Question

The last stage of a rocket, which is traveling at a speed of 7700 m/s, consist of two parts that are clamped together: a rocket case with a mass of 250.0 kg and a payload capsule with a mass of 100.0 kg. When the clamp is released, a compressed spring causes the two parts to separate with a relative speed of 910.0 m/s. Assume that all velocities are along the same line.What are the speeds of (a) the rocket case and (b) the payload after they have separated? Assume that all velocities are along the same line.
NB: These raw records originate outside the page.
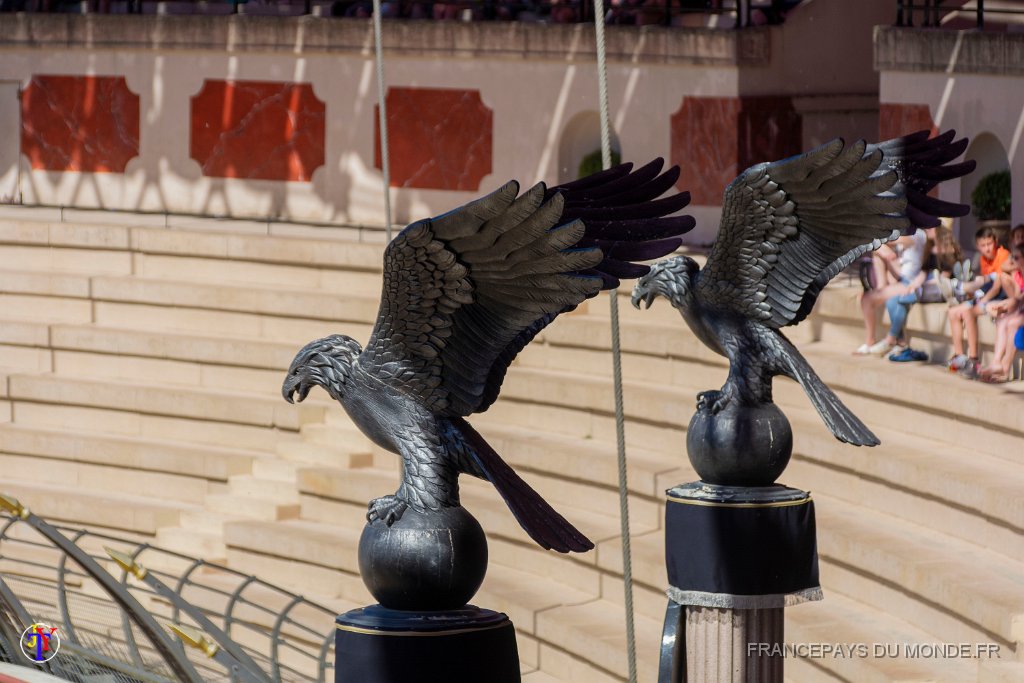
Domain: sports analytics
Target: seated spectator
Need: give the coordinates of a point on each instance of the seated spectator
(910, 276)
(637, 12)
(941, 253)
(1009, 315)
(564, 11)
(978, 292)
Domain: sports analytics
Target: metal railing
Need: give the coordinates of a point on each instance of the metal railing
(240, 628)
(642, 12)
(930, 13)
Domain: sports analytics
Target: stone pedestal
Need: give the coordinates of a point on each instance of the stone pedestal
(468, 645)
(423, 569)
(733, 645)
(736, 556)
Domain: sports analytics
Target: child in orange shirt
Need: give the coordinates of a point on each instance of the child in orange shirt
(965, 315)
(1009, 315)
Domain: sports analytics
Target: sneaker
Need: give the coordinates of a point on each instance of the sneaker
(946, 289)
(907, 355)
(956, 363)
(970, 370)
(880, 348)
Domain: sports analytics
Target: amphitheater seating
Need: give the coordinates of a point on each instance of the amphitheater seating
(139, 390)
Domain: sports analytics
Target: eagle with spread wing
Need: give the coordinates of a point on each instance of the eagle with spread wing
(463, 294)
(787, 228)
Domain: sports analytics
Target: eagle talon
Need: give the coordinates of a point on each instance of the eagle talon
(716, 401)
(388, 509)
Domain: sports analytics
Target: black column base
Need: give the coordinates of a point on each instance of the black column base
(380, 645)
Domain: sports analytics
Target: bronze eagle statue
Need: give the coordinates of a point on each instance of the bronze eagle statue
(788, 227)
(463, 294)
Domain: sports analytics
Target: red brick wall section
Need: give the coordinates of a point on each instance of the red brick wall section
(897, 120)
(716, 138)
(438, 138)
(259, 130)
(79, 123)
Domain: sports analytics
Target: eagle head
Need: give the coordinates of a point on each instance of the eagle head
(326, 363)
(671, 279)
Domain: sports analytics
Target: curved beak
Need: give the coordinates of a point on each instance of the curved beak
(294, 385)
(641, 293)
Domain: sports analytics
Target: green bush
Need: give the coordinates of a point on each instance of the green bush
(991, 197)
(591, 164)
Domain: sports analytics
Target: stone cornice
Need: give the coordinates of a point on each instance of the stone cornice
(939, 50)
(311, 35)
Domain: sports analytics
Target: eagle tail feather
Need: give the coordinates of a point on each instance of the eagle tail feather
(539, 519)
(846, 426)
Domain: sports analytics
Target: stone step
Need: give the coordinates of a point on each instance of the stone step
(312, 453)
(295, 302)
(161, 266)
(297, 330)
(208, 521)
(1000, 672)
(312, 551)
(130, 424)
(107, 479)
(840, 620)
(523, 595)
(282, 470)
(32, 308)
(315, 582)
(356, 487)
(254, 381)
(597, 630)
(955, 590)
(206, 462)
(44, 284)
(199, 348)
(57, 503)
(341, 433)
(658, 352)
(67, 259)
(206, 546)
(256, 486)
(303, 251)
(25, 359)
(970, 498)
(193, 403)
(251, 506)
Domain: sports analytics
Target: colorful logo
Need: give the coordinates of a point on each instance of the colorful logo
(40, 642)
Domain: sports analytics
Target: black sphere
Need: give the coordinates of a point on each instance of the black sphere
(425, 561)
(742, 445)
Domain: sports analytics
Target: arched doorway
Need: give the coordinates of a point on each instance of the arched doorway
(581, 136)
(990, 156)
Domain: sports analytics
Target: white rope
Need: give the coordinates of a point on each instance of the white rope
(616, 366)
(382, 109)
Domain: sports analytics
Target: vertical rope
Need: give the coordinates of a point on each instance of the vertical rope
(616, 367)
(382, 111)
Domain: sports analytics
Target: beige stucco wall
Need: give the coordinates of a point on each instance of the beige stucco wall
(972, 82)
(532, 99)
(535, 78)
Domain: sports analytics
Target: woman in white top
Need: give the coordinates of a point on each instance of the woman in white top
(903, 280)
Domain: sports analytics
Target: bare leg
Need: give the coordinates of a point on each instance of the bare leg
(956, 329)
(869, 303)
(971, 322)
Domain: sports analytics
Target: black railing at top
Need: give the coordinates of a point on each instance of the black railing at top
(930, 13)
(638, 12)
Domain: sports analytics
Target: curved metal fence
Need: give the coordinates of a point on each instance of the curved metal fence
(126, 611)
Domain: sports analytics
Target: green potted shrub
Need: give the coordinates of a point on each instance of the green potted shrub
(592, 163)
(990, 202)
(991, 197)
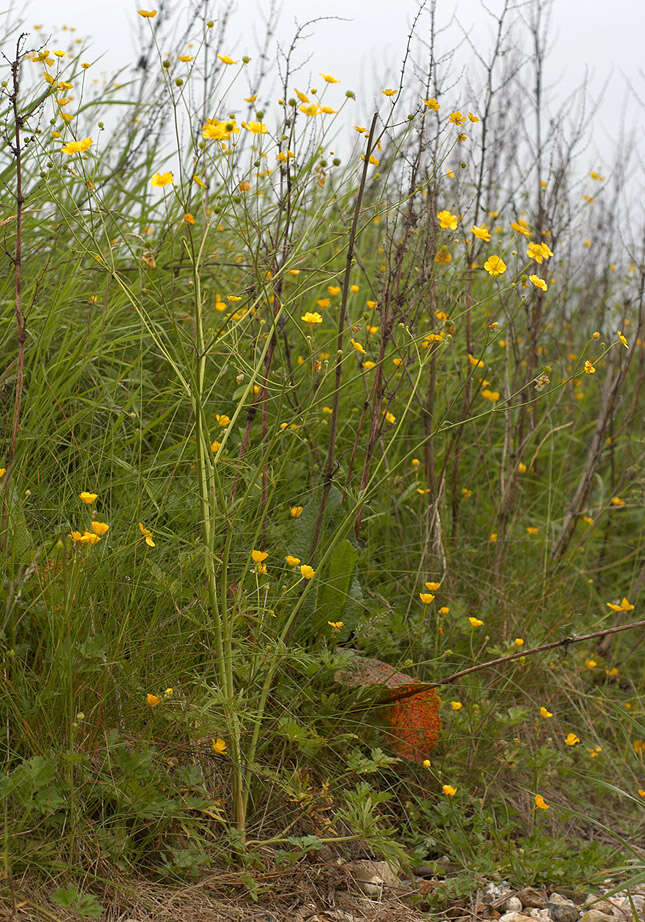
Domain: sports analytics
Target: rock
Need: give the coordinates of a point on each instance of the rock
(371, 876)
(493, 893)
(542, 914)
(594, 915)
(515, 917)
(563, 912)
(531, 898)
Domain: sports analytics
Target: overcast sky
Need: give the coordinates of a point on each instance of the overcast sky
(606, 39)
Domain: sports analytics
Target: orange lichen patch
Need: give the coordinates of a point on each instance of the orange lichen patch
(414, 720)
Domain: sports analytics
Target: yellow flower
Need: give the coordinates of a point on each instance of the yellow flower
(625, 605)
(538, 282)
(100, 528)
(482, 233)
(76, 147)
(539, 252)
(447, 220)
(255, 127)
(495, 265)
(162, 179)
(147, 534)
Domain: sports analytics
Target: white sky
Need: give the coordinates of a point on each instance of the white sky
(605, 38)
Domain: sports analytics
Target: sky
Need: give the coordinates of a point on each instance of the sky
(367, 45)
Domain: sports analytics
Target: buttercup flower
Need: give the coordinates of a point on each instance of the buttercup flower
(538, 282)
(100, 528)
(311, 317)
(76, 147)
(147, 534)
(495, 265)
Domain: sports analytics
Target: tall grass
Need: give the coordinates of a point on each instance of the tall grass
(302, 384)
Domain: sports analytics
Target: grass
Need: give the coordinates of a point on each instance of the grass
(248, 355)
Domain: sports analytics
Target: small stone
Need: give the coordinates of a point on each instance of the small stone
(514, 917)
(594, 915)
(531, 898)
(564, 911)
Find the total kinetic energy of the two parts (c) before and (d) after they separate. (e) Account for the difference.

Answer 1

Answer:

Explanation:

Let the velocity of rocket case and payload after the separation be v₁ and v₂ respectively. v₂ will be greater because payload has less mass so it will be fired with greater speed .

v₂ - v₁ = 910

Applying law of conservation of momentum

( 250 + 100 ) x 7700 = 250 v₁ + 100 v₂

2695000 = 250 v₁ + 100 v₂

2695000 = 250 v₁ + 100 ( 910 +v₁ )

v₁ = 7440 m /s

v₂ = 8350 m /s

Total kinetic energy before firing

= 1/2 ( 250 + 100 ) x 7700²

= 1.037575 x 10¹⁰ J

Total kinetic energy after firing

= 1/2 ( 250 x 7440² + 100 x 8350² )

= 1.0405325 x 10¹⁰ J

The kinetic energy has been increased due to addition of energy generated in firing or explosion which separated the parts or due to release of energy from compressed spring.